We did. My wife watches sit-coms, and I listen to 1310 AM, a conservative radio station. We canceled our newspaper, and about the only thing my wife really watches is bizarre pictures on her smart phone.

I already know that Hillary is a lying thief, Pelosi hasn't gotten laid since the boys came home from Korea, Schumer would rather take my gun than a double-fudge cookie, Robert Mueller is better suited for Nuremberg than Washington, and Slick Willie is so whipped he carries the Secret Service agents bags.

Obama is a quandary. Does he know he's no longer president?


----------



## Slippy (Nov 14, 2013)

Journalism is dead. If you personally know anyone who is a "journalist" or wants to be, please slap the living shat out of them. The evil complicit bastages who run these so called "news" organizations need tarred/feathered/pitchforked then PIKED.

Thanks for listening!

Slip!:vs_laugh:


----------



## Illini Warrior (Jan 24, 2015)

how can you possibly trust so-called news organizations that aren't covering the investigation and prosecution of political scandal 1,000 bigger than Watergate?

there's a House Oversite Committee hearing that started last week taking testimony & evidence of criminal financial crimes of a former president and his candidate wife - IRS claims of taxes, penalties, interest ect ect is being estimated at $2 -$3 BILLION >>>>> and the DOJ is sitting taking notes for their criminal charges ...

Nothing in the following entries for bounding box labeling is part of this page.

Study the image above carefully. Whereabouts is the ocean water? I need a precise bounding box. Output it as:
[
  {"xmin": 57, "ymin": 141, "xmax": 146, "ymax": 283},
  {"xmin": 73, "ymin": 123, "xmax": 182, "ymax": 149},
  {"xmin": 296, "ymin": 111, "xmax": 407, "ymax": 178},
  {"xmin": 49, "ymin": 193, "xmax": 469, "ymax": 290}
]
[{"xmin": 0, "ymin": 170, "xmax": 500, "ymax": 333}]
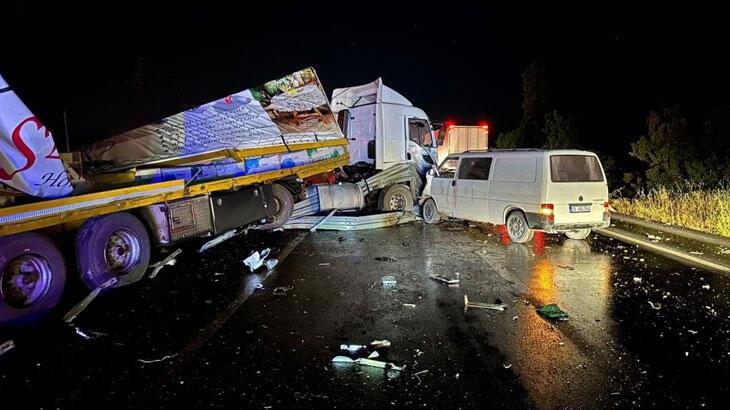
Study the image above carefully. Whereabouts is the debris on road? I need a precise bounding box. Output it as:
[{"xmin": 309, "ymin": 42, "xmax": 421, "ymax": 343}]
[
  {"xmin": 63, "ymin": 276, "xmax": 119, "ymax": 323},
  {"xmin": 74, "ymin": 326, "xmax": 109, "ymax": 340},
  {"xmin": 148, "ymin": 248, "xmax": 182, "ymax": 279},
  {"xmin": 381, "ymin": 276, "xmax": 398, "ymax": 289},
  {"xmin": 537, "ymin": 303, "xmax": 568, "ymax": 320},
  {"xmin": 198, "ymin": 229, "xmax": 237, "ymax": 253},
  {"xmin": 0, "ymin": 340, "xmax": 15, "ymax": 356},
  {"xmin": 272, "ymin": 286, "xmax": 294, "ymax": 296},
  {"xmin": 464, "ymin": 295, "xmax": 507, "ymax": 312},
  {"xmin": 137, "ymin": 353, "xmax": 177, "ymax": 364},
  {"xmin": 429, "ymin": 273, "xmax": 460, "ymax": 285},
  {"xmin": 243, "ymin": 248, "xmax": 271, "ymax": 272}
]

COVERAGE ????? >>>>>> *NONE*


----------



## Prepared One (Nov 5, 2014)

The MSM can't die a quick enough death for me. All they are is lap dogs for the socialist agenda. When this country finally succumbs to tyranny the blood and suffering will be on their hands.


----------



## MikeTango (Apr 13, 2018)

Illini Warrior said:


> how can you possibly trust so-called news organizations that aren't covering the investigation and prosecution of political scandal 1,000 bigger than Watergate?
> 
> there's a House Oversite Committee hearing that started last week taking testimony & evidence of criminal financial crimes of a former president and his candidate wife - IRS claims of taxes, penalties, interest ect ect is being estimated at $2 -$3 BILLION >>>>> and the DOJ is sitting taking notes for their criminal charges ...
> 
> COVERAGE ????? >>>>>> *NONE*


I was surprised at how empty that hearing room was...

Sent from my iPad using Tapatalk Pro


----------



## Lunatic Wrench (May 13, 2018)

I don't think I've trusted the media sense Walter Cronkite.


----------



## Sasquatch (Dec 12, 2014)

Lunatic Wrench said:


> I don't think I've trusted the media sense Walter Cronkite.

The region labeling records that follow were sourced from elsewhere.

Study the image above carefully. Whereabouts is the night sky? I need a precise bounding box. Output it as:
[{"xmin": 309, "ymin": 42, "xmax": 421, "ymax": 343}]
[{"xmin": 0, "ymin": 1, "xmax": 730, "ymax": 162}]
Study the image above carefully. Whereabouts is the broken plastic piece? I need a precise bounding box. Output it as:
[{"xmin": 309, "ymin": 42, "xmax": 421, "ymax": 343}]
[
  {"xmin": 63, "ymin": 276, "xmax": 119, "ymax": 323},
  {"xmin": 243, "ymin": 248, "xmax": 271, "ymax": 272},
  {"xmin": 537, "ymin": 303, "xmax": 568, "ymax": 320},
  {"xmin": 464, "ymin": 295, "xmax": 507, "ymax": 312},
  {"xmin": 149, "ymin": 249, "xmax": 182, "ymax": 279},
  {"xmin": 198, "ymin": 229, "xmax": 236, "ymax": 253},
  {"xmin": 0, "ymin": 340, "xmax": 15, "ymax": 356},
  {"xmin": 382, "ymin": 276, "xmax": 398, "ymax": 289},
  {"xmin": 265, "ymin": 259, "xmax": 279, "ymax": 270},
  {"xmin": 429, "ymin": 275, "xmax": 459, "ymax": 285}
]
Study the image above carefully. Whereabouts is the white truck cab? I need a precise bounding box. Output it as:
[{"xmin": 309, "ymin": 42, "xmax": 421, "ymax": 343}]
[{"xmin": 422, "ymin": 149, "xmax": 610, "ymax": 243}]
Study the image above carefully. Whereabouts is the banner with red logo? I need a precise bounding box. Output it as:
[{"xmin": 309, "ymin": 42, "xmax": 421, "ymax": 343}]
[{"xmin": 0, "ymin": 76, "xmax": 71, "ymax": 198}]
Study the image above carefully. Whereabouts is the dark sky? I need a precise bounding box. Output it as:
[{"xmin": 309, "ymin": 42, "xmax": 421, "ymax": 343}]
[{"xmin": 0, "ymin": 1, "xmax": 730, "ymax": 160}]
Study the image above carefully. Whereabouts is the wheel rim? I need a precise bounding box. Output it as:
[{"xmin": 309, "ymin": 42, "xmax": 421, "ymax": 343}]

He was a globalist. Theres a video of him talking about it on YouTube.

Sent from my SM-G950U using Tapatalk


----------



## Old SF Guy (Dec 15, 2013)

Slippy said:


> ... The evil complicit *bastages *who run these so called "news" organizations need tarred/feathered/pitchforked then PIKED./QUOTE]
> 
> Hell yes!!! that's why I like Slippy...way to reinvigorate a classic!!!!
> 
> "You fargin sneaky bastages. I'm gonna take your dwork. I'm gonna nail it to the wall. I'm gonna crush your boils in a meat grinder. I'm gonna cut off your arms. I'm gonna shove 'em up your icehole. Dirty son-a-ma-batches!"


----------



## bigwheel (Sep 22, 2014)

Lunatic Wrench said:


> I don't think I've trusted the media sense Walter Cronkite.

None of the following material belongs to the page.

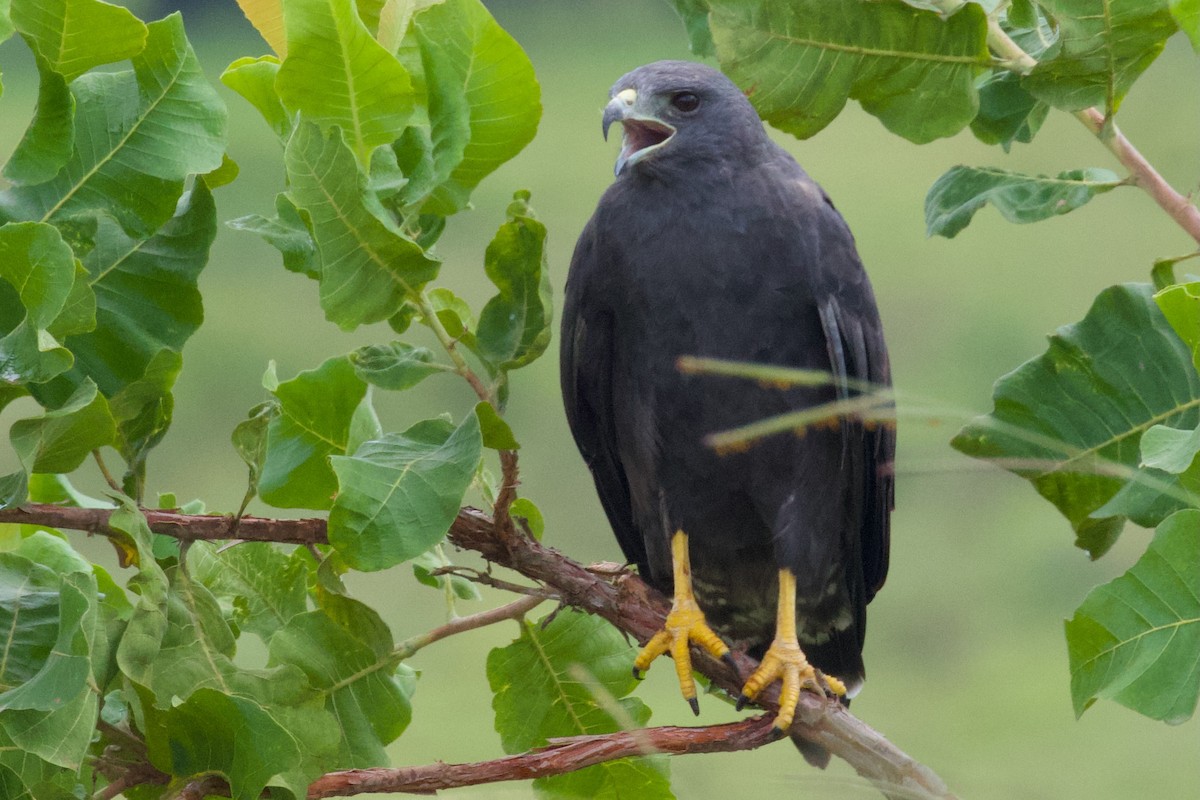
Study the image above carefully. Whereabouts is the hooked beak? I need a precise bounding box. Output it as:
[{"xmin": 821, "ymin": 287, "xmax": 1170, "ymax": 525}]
[{"xmin": 601, "ymin": 89, "xmax": 674, "ymax": 175}]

Same here. I quit trusting the dirty bastids about the same time all the wise cracking black children started showing up on the sitcoms. I listen to the talking heads on the AM Radio all day to get my news. Check out the cute anchor chicks on Fox now and then.


----------



## Camel923 (Aug 13, 2014)

The lamestream media has repeatedly showed themselves to be whores for Soros and his ilk. They squandered their credibility decades ago. The existed on reputation for a long time to the sheep because there was no alternative. At best they are the propaganda arm of the DNC but I think they are much worse than that.


----------



## Lunatic Wrench (May 13, 2018)

I rarely watch the news, if it's something worth knowing I'll hear about it on the radio and then follow up when I get home.
The local news isn't news most of the time, it's no better than FB.


----------



## WhatTheHeck (Aug 1, 2018)

Journalist have give up their journalistic integrity, objectivity, and responsibility for a corporate agenda.

The particular thing is, many of them see themselves as some kind of defenders of free speech and democracy. They see themselves as under attack by Trump, and the American faith and trust in MSM is on a decline as a result.

No. They did that to themselves, long before Trump ever came along.


----------